The aim of the study was to evaluate the predictive potential of three different mathematical models for the percutaneous penetration of industrial solvents with respect to our experimental data. Percutaneous penetration rates (fluxes) from diffusion cell experiments of 11 chemicals were compared with fluxes predicted by mathematical models. The chemicals considered were three glycol ethers (2-butoxyethanol, diethylene glycol monobutyl ether and 1-ethoxy-2-propanol), three alcohols (ethanol, isopropanol and methanol), two glycols (ethylene glycol and 1,2-propanediol), one aromatic hydrocarbon (toluene) and two aromatic amines (aniline and o-toluidine). For the mathematical prediction of fluxes, models described by Fiserova-Bergerova et al. (Am J Ind Med 17:617-635 1990), Guy and Potts (Am J Ind Med 23:711-719 1993) and Wilschut et al. (Chemosphere 30:1275-1296 1995) were used.
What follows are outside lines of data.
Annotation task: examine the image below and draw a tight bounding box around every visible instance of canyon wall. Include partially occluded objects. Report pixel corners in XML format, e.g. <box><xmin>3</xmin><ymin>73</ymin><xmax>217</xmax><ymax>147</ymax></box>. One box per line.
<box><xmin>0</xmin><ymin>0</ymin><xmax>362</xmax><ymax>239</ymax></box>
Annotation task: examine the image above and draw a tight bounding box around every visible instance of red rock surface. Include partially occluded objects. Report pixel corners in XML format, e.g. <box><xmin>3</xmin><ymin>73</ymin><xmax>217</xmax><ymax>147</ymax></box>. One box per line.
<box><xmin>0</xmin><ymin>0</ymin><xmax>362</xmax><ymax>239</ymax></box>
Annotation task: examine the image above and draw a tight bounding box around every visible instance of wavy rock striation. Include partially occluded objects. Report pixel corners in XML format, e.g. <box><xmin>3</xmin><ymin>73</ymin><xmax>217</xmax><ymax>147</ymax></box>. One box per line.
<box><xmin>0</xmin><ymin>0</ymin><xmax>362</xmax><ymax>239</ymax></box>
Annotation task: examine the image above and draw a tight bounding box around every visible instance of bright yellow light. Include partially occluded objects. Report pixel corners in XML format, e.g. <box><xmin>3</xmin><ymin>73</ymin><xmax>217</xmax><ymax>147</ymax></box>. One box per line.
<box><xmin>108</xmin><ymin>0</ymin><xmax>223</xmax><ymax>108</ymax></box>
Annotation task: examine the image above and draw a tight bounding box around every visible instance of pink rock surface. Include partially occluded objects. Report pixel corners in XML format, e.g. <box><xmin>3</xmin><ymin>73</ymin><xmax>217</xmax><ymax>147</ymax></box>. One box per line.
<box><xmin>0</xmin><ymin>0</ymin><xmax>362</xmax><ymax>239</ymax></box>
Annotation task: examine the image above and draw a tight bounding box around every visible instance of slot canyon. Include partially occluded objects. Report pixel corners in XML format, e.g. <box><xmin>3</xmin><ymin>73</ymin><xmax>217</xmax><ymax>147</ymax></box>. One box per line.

The molecular weights, octanol-water partition coefficients (LogP) and water solubilities of the compounds were obtained from a database for modelling. The fit between the mathematically predicted and experimentally determined fluxes was poor (R(2) = 0.04-0.29; linear regression). The flux differences ranged up to a factor of 412. For 4 compounds, the Guy and Potts model showed a closer fit with the experimental flux than the other models. The Wilschut et al. model showed a lower flux difference for 4 compounds as compared to experimental data than the models of Fiserova-Bergerova et al. and Guy and Potts. The Fiserova-Bergerova et al. model showed for 3 compounds a lower flux difference to experimental data than the other models. This study demonstrates large differences between mathematically predicted and experimentally determined fluxes. The percutaneous penetration as determined in diffusion cell experiments may be considerably overestimated as well as underestimated by mathematical models. Although the number of compounds in our comparison study is small, the results point out that none of the mathematical model has significant advantages.